Meet the ASPIRE team: using NHS data to understand what needs to change in sarcoma care

What ASPIRE means for sarcoma

ASPIRE, the Sarcoma Data Partnership Programme, is now fully underway. Funded jointly by Sarcoma UK and the Bone Cancer Research Trust, the programme brings together clinicians, researchers, patients, and NHS data specialists to make the most of national cancer data collected in England. Sarcomas are rare and complex cancers, and people affected by sarcoma can face delays in diagnosis, differences in access to specialist care, and variation in treatment and support. ASPIRE aims to better understand where these differences exist, who is most affected, and how evidence from NHS data can help inform future improvements in sarcoma care.

Introducing the team

Professor Sandra Strauss

Professor Sandra Strauss is a Consultant Medical Oncologist at University College London Hospitals and leads the ASPIRE programme. She specialises in the systemic treatment of bone and soft tissue sarcomas in both adults and teenagers. Alongside her clinical work, she serves as the clinical lead for sarcoma and rare cancers within the NHS England National Disease Registration Service. Her work focuses on understanding variation in patient pathways and access to specialist services, with the aim of reducing inequalities and improving outcomes for people affected by rare cancers.

Reuben Hastings

Reuben…

Jamie Wong

Jamie is an epidemiologist and health data scientist by training and is working part-time as a Sarcoma Cancer Data Analyst on the ASPIRE programme. Alongside his role within ASPIRE, Jamie is completing his PhD in Epidemiology at UCL, and also serves as an Honorary Data Scientist within the West and North London ICB, where he uses statistical methods to evaluate changes in NHS commissioning and service delivery. Within ASPIRE, his work focuses on understanding patterns in delayed diagnosis and treatment for sarcoma patients, and developing a clinician facing dashboard to support clearer reporting of sarcoma care data quality across England.

Charlotte Judge

Charlotte is a Senior Cancer Intelligence analyst within the National Disease Registration Service (NDRS), where she has played a key role in delivering and developing the National Cancer Quality of Life Survey, contributing to a deeper understanding of patient outcomes and the lived experience of those affected by cancer. Alongside this work, Charlotte has a strong interest in User‑Centred Design, applying design principles that ensure services are shaped around the needs and behaviours of the people who use them. She is also engaged in advancing Reproducible Analytical Pipelines, working on improving how data analysis is done across the organisation, helping to create processes that are consistent, transparent, and easy for others to reuse. Charlotte supports the ASPIRE programme part-time with a particular interest in Work Package 4: Patient Experience.

Core work packages

We have broken down the ASPIRE programme into six core work packages, each tackling a different aspect of sarcoma care:

Work Package 1: Earlier and more accurate diagnosis

This work package focuses on understanding delays in sarcoma diagnosis and treatment across England. It will look at which groups of patients are diagnosed too slowly, what their “route to diagnosis” is, and whether delays vary by geography or patient characteristics.

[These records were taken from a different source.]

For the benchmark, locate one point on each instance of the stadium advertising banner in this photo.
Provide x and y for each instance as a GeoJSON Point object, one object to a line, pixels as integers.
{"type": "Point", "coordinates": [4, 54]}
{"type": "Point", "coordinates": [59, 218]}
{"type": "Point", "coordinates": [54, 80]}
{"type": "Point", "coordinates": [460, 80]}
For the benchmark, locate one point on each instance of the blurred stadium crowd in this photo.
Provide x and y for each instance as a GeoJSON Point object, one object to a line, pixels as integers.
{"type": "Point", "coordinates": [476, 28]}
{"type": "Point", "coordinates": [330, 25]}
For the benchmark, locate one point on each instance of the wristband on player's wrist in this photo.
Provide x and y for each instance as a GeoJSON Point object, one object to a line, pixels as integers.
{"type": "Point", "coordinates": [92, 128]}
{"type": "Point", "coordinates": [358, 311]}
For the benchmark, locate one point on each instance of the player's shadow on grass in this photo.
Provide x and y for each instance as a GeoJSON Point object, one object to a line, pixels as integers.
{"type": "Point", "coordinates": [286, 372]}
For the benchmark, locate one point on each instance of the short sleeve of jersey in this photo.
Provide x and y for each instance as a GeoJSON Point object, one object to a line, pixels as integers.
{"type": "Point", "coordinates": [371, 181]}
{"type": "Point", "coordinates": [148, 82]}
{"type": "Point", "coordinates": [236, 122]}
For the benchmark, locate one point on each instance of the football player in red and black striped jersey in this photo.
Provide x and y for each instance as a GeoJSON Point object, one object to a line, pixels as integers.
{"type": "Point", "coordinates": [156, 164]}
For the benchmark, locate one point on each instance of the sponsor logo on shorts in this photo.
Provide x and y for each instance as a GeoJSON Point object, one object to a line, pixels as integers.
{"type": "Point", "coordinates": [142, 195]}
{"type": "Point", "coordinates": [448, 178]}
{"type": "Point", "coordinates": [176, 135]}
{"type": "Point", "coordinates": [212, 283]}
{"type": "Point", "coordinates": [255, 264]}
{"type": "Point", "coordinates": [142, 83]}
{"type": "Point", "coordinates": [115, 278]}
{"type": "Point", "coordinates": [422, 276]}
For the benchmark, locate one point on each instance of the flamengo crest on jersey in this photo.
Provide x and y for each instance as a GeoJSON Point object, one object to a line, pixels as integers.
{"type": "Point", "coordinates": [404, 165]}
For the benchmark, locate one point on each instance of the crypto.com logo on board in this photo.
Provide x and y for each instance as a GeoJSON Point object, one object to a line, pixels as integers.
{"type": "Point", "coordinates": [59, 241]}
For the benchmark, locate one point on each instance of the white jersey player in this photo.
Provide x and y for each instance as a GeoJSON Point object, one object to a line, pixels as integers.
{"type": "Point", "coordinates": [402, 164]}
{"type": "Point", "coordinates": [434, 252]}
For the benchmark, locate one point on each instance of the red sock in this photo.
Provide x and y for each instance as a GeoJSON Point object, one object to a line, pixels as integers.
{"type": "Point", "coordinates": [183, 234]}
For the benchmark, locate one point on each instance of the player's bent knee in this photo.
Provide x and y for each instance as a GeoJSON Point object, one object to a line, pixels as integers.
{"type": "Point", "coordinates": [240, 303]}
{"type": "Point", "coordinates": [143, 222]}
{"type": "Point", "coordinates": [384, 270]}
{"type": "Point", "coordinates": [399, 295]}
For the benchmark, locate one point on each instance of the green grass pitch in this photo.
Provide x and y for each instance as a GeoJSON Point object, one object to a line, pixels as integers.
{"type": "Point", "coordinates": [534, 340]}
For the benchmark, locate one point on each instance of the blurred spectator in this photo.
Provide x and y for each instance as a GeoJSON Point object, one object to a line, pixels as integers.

Work Package 2: Access to specialist care

This work package will examine whether all patients have fair access to specialist sarcoma care, including specialist MDT review, surgery, radiotherapy and proton beam therapy. The aim is to identify groups who are currently not receiving specialist management, so that the NHS can implement changes to help support these patients.

Work Package 3: Access to new therapies and innovation

This work package focuses on access to genomic testing, clinical trials, new drugs, tumour ablation and stereotactic ablative body radiotherapy. The first stage will include pilot work to understand whether the quality of available data is sufficient to answer these questions.

Work Package 4: Patient experience

This work package will explore what patient-reported data are available for sarcoma and how they could be used to better understand patient experience. The team will also survey patients and the sarcoma community to identify which questions matter most to people affected by sarcoma.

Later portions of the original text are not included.